Selene Mariani – Ellis.
„Ellis“ heißt der Debut-Roman von Selene Mariani, erschienen im Wallstein Verlag. Ellis ist eine junge Frau, die als Mädchen mit der Mutter aus Italien nach Deutschland übergesiedelt ist und sich dann in einer neuen, völlig fremden, harsch-kalten Umgebung zurecht finden musste. Die Beziehung zu ihrer Schulfreundin Grace ist spannungsreich, schwankt zwischen engster Bindung und tiefster Ablehnung. Fremdheit, das Fremde im Eigenen und das Erkennen des Eigenen im Fremden – das Entdecken der eigenen Individualität und ihrer Geheimnisse – wird hier auf zwei Ebenen thematisiert, auf der der Nationen und Sprachen ebenso wie auf der persönlichen. Ein beziehungsreiches Geflecht entsteht, das die Autorin äußerst geschickt aufarbeitet. Zwar springt sie munter zwischen den Zeitebenen hin und her – von der Abreise aus Italien über die Schulzeit und den Beginn des Arbeitslebens in Deutschland bis zu einer kathartischen Italienreise mit Grace und deren „Nachwehen“ wieder in Deutschland – und folgt dabei auch noch einer assoziativen Erzählweise: und trotzdem verliert man in dem geschickt angerichteten Chaos nie und nirgends die Übersicht, folgt man der spannungsreichen, spannend erzählten Geschichte geradezu atemlos. Bis es zur Klärung der Verhältnisse kommt – eine echte Befreiung – hat man 120 Seiten gelesen, und danach ist man traurig, dass das Buch schon zuende ist. „Ellis“ ist auch eine neue Art Liebesroman – wie ich noch keinen gelesen habe, und wie ich ihn jede:m nur ans Herz legen kann. Und auf das Nachtkästchen.

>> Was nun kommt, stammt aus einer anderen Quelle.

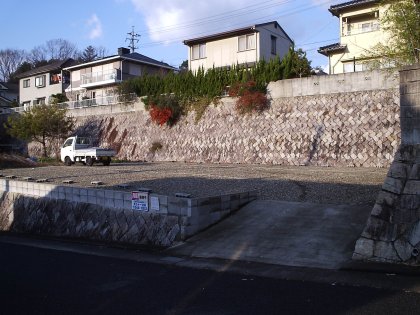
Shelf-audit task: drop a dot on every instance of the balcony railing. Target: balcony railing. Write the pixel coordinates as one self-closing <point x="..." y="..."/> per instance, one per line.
<point x="99" y="101"/>
<point x="362" y="28"/>
<point x="99" y="77"/>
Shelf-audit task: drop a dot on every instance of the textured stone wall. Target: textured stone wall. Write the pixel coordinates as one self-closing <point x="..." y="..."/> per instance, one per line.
<point x="410" y="104"/>
<point x="392" y="233"/>
<point x="61" y="218"/>
<point x="342" y="129"/>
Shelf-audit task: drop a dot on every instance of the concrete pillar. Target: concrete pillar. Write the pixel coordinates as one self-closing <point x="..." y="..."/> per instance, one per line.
<point x="410" y="104"/>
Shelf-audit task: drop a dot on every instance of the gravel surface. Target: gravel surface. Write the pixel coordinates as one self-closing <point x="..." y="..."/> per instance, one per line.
<point x="291" y="183"/>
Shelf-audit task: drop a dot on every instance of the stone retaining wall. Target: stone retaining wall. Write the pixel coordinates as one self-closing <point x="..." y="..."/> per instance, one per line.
<point x="392" y="233"/>
<point x="106" y="215"/>
<point x="338" y="120"/>
<point x="344" y="129"/>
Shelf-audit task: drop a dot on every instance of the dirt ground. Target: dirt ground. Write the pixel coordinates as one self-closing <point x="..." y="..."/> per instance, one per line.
<point x="273" y="182"/>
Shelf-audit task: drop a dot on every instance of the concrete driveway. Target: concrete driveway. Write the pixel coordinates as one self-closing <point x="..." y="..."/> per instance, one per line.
<point x="283" y="233"/>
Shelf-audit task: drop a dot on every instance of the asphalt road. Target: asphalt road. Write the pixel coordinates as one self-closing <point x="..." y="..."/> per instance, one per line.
<point x="47" y="281"/>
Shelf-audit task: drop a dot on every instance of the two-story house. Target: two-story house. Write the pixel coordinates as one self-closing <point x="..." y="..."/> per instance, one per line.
<point x="37" y="85"/>
<point x="360" y="30"/>
<point x="244" y="46"/>
<point x="97" y="80"/>
<point x="9" y="94"/>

Der Wallstein Verlag hat sich erneut mächtig ins Zeug gelegt, ein ausnehmend schönes Buch zu gestalten. Man kann nicht anders, als die Lektüre immer wieder zu unterbrechen, um es zu mustern, so kunstvoll ist es gestaltet. Und so spinnwebfein die Geschichte gewebt ist, so ist das Buch auch grafisch gestaltet. Obwohl die einzelnen Abschnitte kurz sind, wurde eine verhältnismäßig kleine Schrifttype gewählt – was diese Feinheit wunderbar veranschaulicht. Wie als Gimmick liegt dem Band ein kongenial gestaltetes Lesezeichen bei, das einige italienische Redensarten übersetzt, die so im Text selbst nicht erklärt werden müssen, womit also weder der Lesefluss unterbrochen noch das grafische Konzept durchbrochen werden muss. Man fühlt sich beschenkt. Bitte mehr davon.
Selene Mariani – Ellis. Göttingen: Wallstein, 2022. 147 Seiten. ISBN 978-3-8353-5152-3.